Be shepherds of God’s flock that is under your care, watching over them—not because you must, but because you are willing, as God wants you to be; not pursuing dishonest gain, but eager to serve; not lording it over those entrusted to you, but being examples to the flock. And when the Chief Shepherd appears, you will receive the crown of glory that will never fade away. (1 Peter 5:2-4)

We are called to serve in these ways:

1. Willingly NOT obligatory.

It is an extreme privilege to serve the King.

Serving Him is not a “have-to” but a “get-to”.
Imagine, we get to do what we do. Years ago, we were lost, without purpose and no direction. But because of His grace, we have been given the opportunity to feed the sheep (John 21) and care for the flock (1 Peter 5).

If you find that you are forcing yourself to meet people, prepare for the message on Sunday, pray for people, then consider what’s causing it. Either check your attitude or check your calling.

2. Sacrificial service not personal gain.

We live in a culture where people love to serve. We are a very hospitable people. People love to serve those who are called to serve in the Kingdom of God full time.

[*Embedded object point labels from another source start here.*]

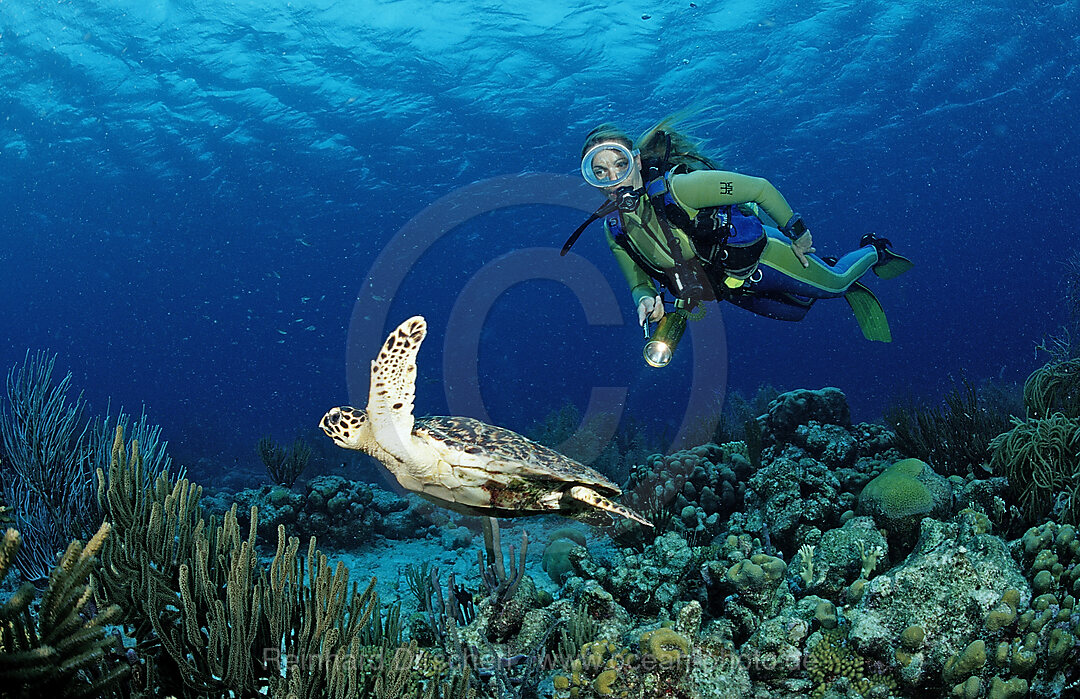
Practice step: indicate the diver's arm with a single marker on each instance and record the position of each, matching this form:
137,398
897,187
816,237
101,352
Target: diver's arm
704,188
642,286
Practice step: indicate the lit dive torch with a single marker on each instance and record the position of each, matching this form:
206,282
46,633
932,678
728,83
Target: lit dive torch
660,346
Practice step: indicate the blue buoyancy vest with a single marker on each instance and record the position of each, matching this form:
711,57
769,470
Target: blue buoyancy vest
727,240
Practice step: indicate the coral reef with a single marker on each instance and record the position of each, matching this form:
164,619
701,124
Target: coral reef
62,649
283,465
903,494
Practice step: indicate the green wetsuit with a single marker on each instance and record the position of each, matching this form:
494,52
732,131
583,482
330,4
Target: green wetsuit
705,188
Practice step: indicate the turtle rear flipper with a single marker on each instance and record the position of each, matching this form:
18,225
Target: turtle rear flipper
590,496
393,388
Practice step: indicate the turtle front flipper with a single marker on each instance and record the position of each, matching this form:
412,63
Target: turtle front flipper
590,496
393,388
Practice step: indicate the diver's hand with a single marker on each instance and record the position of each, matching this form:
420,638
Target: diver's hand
801,246
651,307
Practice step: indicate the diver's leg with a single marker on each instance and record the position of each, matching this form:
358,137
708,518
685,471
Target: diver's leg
780,271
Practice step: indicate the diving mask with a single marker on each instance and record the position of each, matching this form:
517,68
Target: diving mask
608,164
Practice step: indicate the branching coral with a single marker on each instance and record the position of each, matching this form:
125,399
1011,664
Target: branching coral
955,437
1054,388
62,650
46,476
1041,459
221,621
284,466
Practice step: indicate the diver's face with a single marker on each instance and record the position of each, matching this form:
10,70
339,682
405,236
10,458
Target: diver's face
612,164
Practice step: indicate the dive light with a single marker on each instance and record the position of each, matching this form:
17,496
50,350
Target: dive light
660,348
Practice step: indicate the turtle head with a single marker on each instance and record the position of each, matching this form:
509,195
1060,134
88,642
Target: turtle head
347,426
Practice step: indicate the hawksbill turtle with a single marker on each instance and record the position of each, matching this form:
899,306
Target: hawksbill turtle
460,462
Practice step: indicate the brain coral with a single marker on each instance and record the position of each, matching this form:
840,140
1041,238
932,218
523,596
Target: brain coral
904,494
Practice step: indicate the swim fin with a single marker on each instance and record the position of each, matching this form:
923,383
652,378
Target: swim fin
868,312
891,265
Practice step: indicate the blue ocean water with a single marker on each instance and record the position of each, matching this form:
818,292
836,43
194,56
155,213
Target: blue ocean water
218,210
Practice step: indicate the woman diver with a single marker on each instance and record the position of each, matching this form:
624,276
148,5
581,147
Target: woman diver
675,219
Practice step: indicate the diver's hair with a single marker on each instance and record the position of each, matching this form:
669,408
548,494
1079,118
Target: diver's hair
606,133
685,149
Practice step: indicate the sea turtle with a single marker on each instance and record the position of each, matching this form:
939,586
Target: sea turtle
460,462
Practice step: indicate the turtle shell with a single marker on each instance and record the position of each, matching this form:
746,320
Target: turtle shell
505,455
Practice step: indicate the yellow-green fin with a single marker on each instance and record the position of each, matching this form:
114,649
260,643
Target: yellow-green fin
868,312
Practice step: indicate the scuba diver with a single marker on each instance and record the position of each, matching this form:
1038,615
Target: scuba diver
664,197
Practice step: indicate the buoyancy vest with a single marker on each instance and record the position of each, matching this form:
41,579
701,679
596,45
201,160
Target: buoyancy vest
728,240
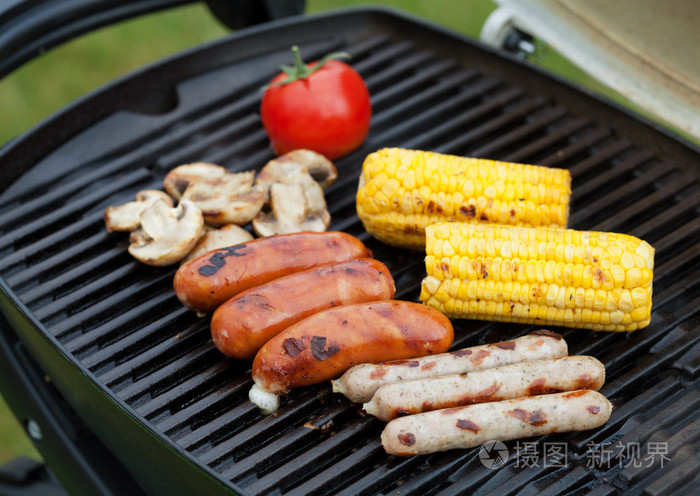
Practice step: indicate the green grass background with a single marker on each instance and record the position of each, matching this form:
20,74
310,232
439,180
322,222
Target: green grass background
69,71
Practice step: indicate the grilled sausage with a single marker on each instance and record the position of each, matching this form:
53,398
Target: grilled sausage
360,382
553,375
206,282
327,343
240,326
473,425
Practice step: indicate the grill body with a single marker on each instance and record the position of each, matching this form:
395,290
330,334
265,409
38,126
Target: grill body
141,372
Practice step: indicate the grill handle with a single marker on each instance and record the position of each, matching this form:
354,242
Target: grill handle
30,27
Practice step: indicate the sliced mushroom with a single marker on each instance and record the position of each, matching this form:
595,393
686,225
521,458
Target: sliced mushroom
213,239
127,217
290,212
166,234
298,166
223,197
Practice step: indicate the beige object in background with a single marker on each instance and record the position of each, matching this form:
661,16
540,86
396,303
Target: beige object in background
646,50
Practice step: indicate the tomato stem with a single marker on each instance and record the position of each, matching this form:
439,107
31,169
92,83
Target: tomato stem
300,70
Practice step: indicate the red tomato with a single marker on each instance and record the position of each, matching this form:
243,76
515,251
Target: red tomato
324,109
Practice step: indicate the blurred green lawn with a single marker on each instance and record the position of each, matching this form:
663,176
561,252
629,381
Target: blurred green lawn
65,73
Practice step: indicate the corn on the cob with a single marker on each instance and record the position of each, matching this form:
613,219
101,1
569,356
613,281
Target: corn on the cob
403,191
593,280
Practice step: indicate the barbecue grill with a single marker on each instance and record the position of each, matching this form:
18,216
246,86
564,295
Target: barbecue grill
124,386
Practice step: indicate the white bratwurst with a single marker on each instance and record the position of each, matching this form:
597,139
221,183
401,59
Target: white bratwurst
360,382
473,425
553,375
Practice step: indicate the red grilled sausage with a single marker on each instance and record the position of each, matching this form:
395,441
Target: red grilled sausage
324,345
240,326
206,282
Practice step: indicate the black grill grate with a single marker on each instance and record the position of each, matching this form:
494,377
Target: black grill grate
121,322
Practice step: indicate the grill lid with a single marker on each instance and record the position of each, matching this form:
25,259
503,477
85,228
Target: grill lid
142,371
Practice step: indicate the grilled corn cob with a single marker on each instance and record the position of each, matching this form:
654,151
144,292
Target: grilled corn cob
403,191
595,280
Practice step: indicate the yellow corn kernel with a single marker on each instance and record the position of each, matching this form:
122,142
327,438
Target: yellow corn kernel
559,281
402,191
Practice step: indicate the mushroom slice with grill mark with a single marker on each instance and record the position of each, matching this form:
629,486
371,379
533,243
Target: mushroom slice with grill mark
290,212
127,217
213,239
166,234
298,166
222,196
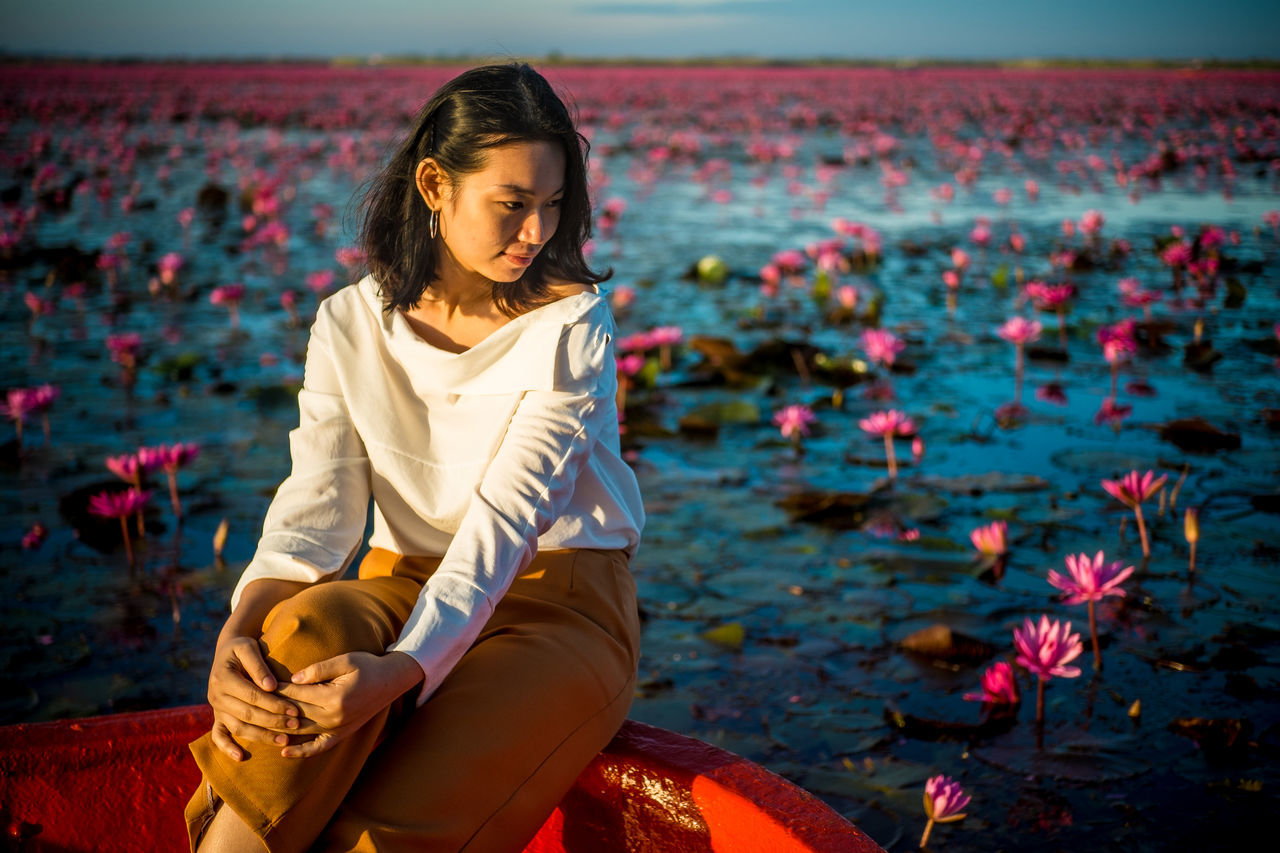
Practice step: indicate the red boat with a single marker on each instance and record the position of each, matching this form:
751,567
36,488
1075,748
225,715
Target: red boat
77,785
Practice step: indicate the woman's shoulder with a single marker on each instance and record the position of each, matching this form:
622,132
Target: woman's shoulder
563,290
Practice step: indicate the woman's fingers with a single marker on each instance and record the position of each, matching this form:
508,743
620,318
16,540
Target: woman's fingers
254,715
246,731
223,740
323,742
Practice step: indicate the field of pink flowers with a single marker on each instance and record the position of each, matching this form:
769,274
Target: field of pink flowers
952,395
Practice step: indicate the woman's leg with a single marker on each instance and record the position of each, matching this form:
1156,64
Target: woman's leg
287,801
490,755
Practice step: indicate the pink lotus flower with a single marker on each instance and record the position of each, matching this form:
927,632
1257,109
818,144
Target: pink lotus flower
794,420
35,537
991,539
18,404
1091,580
126,466
1050,297
124,352
622,297
231,296
227,295
944,798
888,424
1045,648
170,457
319,281
120,505
882,346
1091,223
1019,331
1051,392
999,685
1132,489
1111,413
350,256
168,267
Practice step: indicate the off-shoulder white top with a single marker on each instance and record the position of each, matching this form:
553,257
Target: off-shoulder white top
481,457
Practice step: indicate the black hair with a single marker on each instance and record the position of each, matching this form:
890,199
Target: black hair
476,110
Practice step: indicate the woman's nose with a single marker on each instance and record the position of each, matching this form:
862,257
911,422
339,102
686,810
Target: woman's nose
531,229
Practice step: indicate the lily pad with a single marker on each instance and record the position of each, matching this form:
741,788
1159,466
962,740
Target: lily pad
1198,436
833,510
978,484
1075,757
1223,740
711,416
727,635
941,643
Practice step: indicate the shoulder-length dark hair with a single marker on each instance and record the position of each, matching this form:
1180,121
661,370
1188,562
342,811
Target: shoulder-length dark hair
476,110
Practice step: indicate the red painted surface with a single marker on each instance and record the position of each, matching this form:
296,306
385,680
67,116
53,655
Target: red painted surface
119,783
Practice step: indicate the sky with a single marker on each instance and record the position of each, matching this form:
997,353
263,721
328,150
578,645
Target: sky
896,30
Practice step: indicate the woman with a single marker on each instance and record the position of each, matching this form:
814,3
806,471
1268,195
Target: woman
448,697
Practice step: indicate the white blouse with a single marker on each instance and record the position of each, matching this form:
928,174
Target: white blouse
481,457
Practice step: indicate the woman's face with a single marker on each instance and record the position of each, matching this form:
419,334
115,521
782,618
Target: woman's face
496,220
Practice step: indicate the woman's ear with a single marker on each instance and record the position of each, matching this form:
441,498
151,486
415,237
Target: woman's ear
432,182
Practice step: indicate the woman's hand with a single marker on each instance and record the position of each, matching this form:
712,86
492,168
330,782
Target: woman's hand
339,694
241,690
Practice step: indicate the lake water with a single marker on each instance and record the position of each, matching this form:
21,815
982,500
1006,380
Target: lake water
772,632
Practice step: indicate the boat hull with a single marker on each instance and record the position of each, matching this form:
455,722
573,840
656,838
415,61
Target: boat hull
119,783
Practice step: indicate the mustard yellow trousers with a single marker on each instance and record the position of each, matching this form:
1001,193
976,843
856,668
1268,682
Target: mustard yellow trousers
487,758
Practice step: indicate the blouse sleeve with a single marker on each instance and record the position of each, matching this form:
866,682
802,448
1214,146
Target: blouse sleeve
525,488
316,519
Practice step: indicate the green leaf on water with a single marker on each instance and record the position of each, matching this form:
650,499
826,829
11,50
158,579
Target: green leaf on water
1000,277
727,635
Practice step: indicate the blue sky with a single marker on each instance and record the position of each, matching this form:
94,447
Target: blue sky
766,28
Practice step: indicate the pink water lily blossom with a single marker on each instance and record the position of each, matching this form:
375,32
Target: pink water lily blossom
888,424
794,422
1045,649
991,539
120,505
1091,580
1132,489
882,346
1019,331
944,801
999,685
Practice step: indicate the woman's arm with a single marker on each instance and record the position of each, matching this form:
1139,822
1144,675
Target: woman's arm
241,687
316,519
524,491
311,530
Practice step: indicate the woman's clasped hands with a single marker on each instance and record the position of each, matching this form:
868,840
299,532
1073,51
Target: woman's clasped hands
320,706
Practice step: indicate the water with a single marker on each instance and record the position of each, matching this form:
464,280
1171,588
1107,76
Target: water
819,688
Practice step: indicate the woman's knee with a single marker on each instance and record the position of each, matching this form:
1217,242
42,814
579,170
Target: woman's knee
320,621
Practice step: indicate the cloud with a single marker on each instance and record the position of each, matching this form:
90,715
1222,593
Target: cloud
689,8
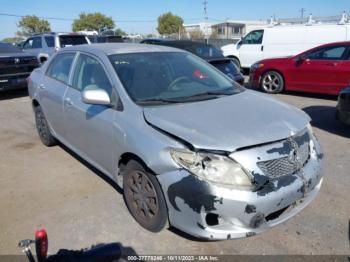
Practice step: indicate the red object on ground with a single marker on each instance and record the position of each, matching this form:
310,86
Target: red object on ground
41,244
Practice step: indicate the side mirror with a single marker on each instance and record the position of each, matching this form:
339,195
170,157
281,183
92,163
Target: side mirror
301,58
96,97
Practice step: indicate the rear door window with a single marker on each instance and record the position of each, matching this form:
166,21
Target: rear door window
60,67
50,41
70,40
329,53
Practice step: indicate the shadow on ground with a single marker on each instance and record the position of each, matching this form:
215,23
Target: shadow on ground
323,117
12,94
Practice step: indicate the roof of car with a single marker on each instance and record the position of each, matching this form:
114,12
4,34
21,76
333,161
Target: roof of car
183,43
122,48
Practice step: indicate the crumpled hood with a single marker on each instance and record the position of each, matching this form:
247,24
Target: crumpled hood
229,123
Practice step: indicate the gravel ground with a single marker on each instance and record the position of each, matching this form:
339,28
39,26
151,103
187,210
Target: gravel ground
79,207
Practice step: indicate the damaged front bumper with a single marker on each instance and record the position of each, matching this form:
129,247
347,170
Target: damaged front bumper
209,211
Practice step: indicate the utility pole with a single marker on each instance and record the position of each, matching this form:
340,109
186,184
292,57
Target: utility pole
205,3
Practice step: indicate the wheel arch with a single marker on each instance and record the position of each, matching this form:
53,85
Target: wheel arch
35,103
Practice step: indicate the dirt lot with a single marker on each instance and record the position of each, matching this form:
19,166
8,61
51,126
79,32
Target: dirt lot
50,187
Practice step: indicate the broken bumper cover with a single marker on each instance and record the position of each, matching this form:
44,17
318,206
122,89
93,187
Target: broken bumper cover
204,210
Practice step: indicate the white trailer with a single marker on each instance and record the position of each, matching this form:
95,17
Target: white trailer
284,40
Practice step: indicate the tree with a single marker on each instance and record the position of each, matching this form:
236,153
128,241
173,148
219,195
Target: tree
214,34
169,23
93,22
13,39
30,25
120,32
196,34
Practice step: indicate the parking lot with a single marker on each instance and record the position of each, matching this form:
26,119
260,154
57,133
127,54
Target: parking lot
52,188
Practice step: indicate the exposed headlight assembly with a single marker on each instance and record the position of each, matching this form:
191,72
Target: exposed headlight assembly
214,168
256,66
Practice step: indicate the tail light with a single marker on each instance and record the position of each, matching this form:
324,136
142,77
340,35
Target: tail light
41,244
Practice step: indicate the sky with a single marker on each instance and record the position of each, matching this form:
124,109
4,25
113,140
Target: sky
139,16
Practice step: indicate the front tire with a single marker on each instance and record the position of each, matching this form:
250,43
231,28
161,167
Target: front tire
144,197
272,82
43,128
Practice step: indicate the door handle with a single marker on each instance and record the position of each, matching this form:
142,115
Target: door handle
68,102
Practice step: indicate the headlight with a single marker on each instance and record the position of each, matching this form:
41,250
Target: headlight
211,167
257,66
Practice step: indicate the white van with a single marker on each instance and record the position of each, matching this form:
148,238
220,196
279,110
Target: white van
277,41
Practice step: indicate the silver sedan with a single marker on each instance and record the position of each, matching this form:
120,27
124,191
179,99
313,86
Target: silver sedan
190,148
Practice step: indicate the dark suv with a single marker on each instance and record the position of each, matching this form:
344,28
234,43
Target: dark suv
44,45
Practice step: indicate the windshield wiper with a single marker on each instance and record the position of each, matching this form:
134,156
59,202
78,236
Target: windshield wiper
156,101
209,95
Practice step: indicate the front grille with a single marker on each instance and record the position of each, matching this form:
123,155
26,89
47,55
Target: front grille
299,154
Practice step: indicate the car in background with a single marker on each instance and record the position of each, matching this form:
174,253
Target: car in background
189,147
44,45
15,67
343,106
105,39
152,41
283,40
210,54
324,69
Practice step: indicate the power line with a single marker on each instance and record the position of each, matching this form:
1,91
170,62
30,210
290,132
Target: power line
72,19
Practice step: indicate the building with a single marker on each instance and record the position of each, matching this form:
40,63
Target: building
235,30
320,19
204,28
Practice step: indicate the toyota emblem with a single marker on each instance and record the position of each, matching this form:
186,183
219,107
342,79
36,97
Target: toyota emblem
294,156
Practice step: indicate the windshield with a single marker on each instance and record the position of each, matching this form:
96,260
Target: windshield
204,51
170,77
8,48
69,40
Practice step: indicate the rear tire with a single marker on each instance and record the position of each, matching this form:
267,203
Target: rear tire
272,82
144,197
43,128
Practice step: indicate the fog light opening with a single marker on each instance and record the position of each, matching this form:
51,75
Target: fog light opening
212,219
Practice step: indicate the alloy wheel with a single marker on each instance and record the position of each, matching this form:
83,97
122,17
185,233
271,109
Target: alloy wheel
272,83
142,196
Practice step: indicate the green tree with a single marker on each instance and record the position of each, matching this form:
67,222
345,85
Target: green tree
32,24
169,23
13,39
93,22
120,32
196,34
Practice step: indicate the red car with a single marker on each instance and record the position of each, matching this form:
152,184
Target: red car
324,69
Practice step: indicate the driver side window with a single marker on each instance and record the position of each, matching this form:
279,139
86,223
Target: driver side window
328,53
253,38
28,44
89,74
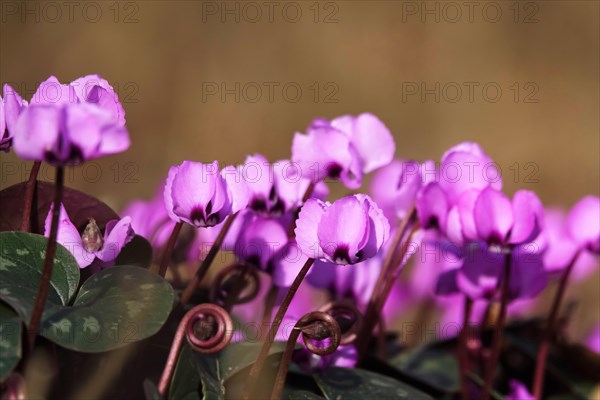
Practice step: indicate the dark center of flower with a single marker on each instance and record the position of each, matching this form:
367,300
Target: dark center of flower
197,217
341,255
334,170
258,204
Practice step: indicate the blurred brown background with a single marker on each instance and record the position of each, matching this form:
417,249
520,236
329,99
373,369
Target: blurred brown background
533,68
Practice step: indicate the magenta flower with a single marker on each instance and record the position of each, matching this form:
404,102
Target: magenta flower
519,391
466,166
276,188
91,244
349,231
560,248
583,223
11,105
345,148
150,219
593,340
395,187
483,267
69,124
201,195
488,215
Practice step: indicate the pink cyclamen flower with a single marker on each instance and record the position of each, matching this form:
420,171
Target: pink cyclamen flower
395,187
349,231
488,215
560,248
519,391
91,244
344,148
11,105
483,268
275,188
67,124
464,167
201,195
593,339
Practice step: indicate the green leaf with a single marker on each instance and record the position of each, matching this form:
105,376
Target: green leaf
151,391
436,367
21,264
185,383
10,340
114,307
359,384
238,356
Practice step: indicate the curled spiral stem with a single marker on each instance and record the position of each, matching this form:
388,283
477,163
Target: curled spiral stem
317,325
208,329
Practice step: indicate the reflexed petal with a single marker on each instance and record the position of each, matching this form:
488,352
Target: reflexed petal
344,230
583,222
371,139
432,206
168,192
528,214
528,276
289,266
493,215
115,139
466,210
321,153
52,92
307,226
237,188
193,188
260,242
37,131
95,90
13,105
465,167
84,126
115,239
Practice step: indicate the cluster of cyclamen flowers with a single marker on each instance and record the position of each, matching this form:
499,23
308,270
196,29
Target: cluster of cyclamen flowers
279,216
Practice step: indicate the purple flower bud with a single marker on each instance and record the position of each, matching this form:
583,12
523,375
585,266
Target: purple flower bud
345,148
65,125
91,244
349,231
11,105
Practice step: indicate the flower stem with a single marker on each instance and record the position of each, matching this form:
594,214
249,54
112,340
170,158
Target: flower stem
498,330
305,197
264,351
540,365
212,253
372,315
166,258
463,355
29,191
270,300
40,301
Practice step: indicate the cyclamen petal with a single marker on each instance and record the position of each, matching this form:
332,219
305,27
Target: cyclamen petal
529,216
466,166
307,226
344,230
69,237
583,223
349,231
372,140
115,238
202,196
63,127
493,216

As a result, it is quite possible that we can start to enjoy certain ‘privileges’ that are given. We are called to serve and not be served. Jesus came to do just that. We are called to follow that example.

You might find yourself being the first in the buffet line, or being given a seat while everyone stands, or getting special treatment because you are the ‘special guest’ or your Starbucks drink is paid for with an extra chocolate chip oatmeal cookie. When you do find yourselves in these situations, consider the reasons, motives, and consequences.

3. Leading by example NOT lording over people.

A lot of lessons are really more caught than taught. And the power of example can never be underestimated. Paul declared, “Imitate me as I imitate Christ.” (1 Cor. 11:1)

Peter encourages the elders of the church he was writing to lead by example. It’s a tough call but the grace of God is overwhelmingly available. He who called us is faithful and He will do it. (1 Thes. 5:24).

Are we asking people to do things that we ourselves won’t do?
If no one else will do it, are we willing to take the initiative?
As we lead, are we doing it for Christ or just so we can give a good example?

That being said, let’s continue to pray for one another, the church of Jesus and all who have yet to hear the wonderful message of Christ’s work on the cross.

Jesus said that He will build His church and the gates of Hades will not prevail. Our role? To continue to plant and water. The growth and increase? That’s up to God.

To all the pastors, thank you for all that you do for the Kingdom of God. I honor you for loving Jesus, preaching the gospel and training leaders who will go into all the world and make disciples of all nations.

May the Lord bless you and keep you.